Asla unutulmaması gereken husus Türkiye’nin saldırı altında olduğudur; bu saldırılar herhangi bir terör örgütünün kendi aklıyla ‘biraz terör yapalım, Türklerden şu tavizleri alalım’ veya ‘terör yoluyla şu hedeflere ulaşabiliriz’ gibi bir fikre dayanmamaktadır. Dayandığı stratejik akıl, bu coğrafyayı bütünüyle yeniden düzenlemeyi öngören bir akıldır ve FETÖ yapılanması, PKK, DAEŞ vs. de bu merkezin operasyonel birer aracıdır. Dahası bu alçakça saldırıları yöneten merkez, bölge haritasının yeniden ‘etnik/mezhepsel’ eksenlerde çizilmesinin önünde engel olarak gördükleri için Türkiye’yi hedef haline getirmişlerdir.
Darbe girişiminin arkasından FETÖ yapılanmasından gelen 14 Ağustos tehdidinin ne manaya geldiğini anlamak için, meselenin büyücülere, falcılarla ya da üç harflilerle açıklanmasını gerektirecek bir tarafı olmadığı ortadadır. Konuyu ciddiyetle analiz edenlerin, bu örgütün hangi üst bağlantıları bulunduğunu, hangi yapının bölgesel uzantılarından, unsurlarından biri olduğunu bilenlerin yaptığı değerlendirmelerin ortaya koyduğu gerçek yapının diğer unsurlarının devreye sokulmasına işaret etmekteydi.

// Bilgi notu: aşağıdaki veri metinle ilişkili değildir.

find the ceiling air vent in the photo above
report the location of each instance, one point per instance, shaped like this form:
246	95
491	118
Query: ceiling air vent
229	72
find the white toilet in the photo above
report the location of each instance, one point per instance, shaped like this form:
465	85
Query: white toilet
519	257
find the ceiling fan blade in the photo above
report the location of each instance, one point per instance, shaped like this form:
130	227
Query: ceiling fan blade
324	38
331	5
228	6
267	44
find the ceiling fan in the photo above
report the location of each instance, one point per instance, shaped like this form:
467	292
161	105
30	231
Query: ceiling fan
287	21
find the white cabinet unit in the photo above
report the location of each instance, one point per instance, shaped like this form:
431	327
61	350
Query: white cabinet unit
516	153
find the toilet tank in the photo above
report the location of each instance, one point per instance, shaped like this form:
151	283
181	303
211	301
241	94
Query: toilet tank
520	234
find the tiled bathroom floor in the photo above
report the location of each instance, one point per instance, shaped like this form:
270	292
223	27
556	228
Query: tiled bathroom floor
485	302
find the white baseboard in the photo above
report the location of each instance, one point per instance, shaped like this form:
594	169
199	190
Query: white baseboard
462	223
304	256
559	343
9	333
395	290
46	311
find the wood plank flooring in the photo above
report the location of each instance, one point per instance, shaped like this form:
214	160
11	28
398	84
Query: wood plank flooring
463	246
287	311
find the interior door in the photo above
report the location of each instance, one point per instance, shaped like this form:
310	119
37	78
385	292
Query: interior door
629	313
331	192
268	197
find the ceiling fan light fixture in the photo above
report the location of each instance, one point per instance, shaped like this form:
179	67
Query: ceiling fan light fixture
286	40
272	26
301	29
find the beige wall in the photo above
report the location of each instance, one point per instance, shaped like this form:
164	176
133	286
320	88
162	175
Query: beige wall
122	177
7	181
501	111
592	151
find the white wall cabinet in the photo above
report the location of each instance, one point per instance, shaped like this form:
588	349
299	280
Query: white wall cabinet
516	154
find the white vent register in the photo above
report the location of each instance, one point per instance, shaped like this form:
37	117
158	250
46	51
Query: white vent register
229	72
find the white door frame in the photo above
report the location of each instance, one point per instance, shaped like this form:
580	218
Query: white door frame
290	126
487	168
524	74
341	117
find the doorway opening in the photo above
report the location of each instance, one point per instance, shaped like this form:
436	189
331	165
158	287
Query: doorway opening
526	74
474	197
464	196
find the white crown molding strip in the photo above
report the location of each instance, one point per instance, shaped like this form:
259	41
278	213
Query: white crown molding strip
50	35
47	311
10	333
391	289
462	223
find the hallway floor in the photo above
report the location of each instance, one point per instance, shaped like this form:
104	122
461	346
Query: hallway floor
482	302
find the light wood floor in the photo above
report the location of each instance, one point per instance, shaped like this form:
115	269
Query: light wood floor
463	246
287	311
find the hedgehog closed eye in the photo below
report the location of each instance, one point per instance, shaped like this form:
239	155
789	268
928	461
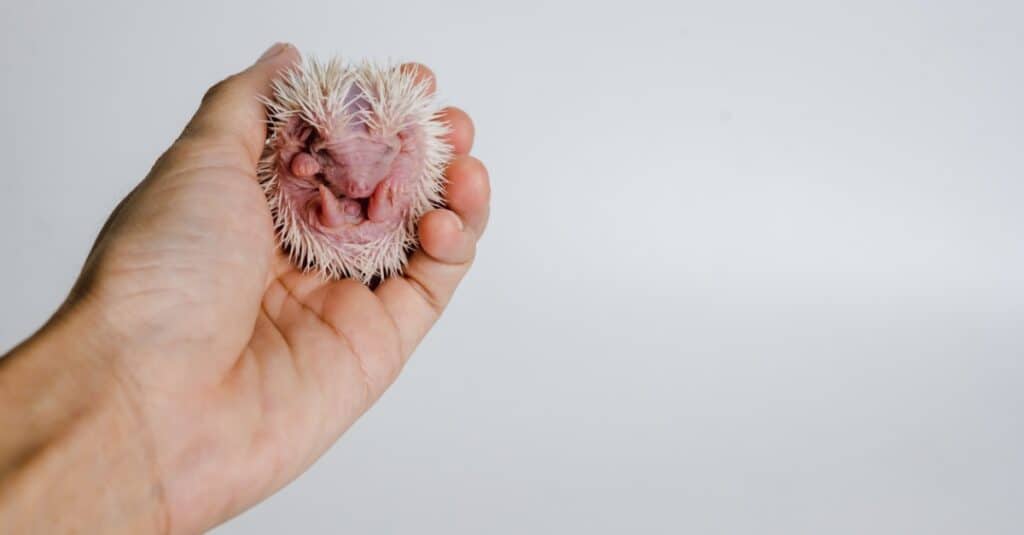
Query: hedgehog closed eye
353	159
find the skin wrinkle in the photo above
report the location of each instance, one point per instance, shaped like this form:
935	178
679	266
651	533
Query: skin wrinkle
258	431
366	380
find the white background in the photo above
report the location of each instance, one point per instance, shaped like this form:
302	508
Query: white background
753	266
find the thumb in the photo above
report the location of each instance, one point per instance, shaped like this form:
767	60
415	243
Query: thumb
231	113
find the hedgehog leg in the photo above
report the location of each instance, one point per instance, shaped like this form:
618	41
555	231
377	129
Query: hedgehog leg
385	204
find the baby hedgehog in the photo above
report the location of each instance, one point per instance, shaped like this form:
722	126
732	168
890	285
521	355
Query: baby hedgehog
354	157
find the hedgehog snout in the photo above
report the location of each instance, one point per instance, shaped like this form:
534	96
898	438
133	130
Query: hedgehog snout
361	164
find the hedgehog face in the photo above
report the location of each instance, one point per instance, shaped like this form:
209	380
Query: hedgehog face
354	158
353	184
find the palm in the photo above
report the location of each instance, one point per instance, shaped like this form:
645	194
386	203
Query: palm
251	367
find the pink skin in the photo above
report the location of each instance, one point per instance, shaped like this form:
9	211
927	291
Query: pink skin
348	183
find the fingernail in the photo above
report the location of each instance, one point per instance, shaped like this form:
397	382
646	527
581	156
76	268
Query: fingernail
272	51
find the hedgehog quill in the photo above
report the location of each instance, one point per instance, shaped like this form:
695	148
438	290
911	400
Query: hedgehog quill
354	157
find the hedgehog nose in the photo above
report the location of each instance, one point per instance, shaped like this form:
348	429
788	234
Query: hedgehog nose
358	189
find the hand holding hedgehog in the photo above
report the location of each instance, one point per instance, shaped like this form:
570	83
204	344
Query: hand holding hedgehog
196	366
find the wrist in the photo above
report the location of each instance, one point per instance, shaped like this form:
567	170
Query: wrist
74	453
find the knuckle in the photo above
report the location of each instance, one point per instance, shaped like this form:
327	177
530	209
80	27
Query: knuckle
217	89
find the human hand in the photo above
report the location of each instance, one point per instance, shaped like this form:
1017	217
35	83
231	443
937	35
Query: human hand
213	371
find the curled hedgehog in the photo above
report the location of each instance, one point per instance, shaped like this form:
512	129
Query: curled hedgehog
353	158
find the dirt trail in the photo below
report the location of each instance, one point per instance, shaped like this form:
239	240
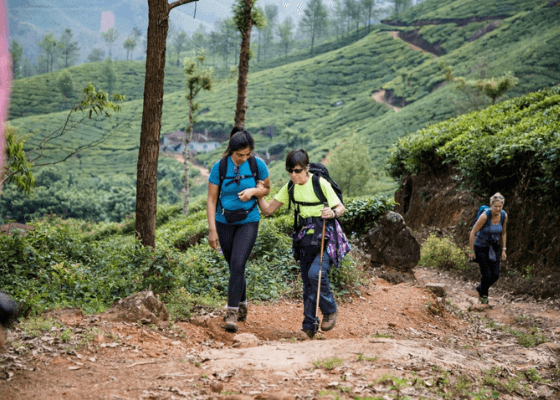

Batı neden Türkiye’nin karşısında?
Meseleyi doğru bir şekilde analiz etmek için şu hususlar etrafında tartışarak işe başlamak önemli ipuçlarına ulaşmayı mümkün kılabilir. Bir; Türkiye Suriye’de Batı tarafından devreye sokulan politikalarla çelişkiye girdikten sonra hangi sorunlarla karşılaşmıştır? İki, Batı’nın Irak, Suriye, Türkiye ve kaçınılmaz olarak arkasından İran için bir kısmını şimdiden uygulamaya koyduğu politikalar hangi esaslara dayanmaktadır? Üç, FETÖ darbe girişimi başarısızlığa uğratıldıktan sonra kullanacakları diğer araçlar nelerdir? Dört, Türkiye her sorunu Batı ile çözmek veya onların kararına bağlı kalmak zorunda mıdır?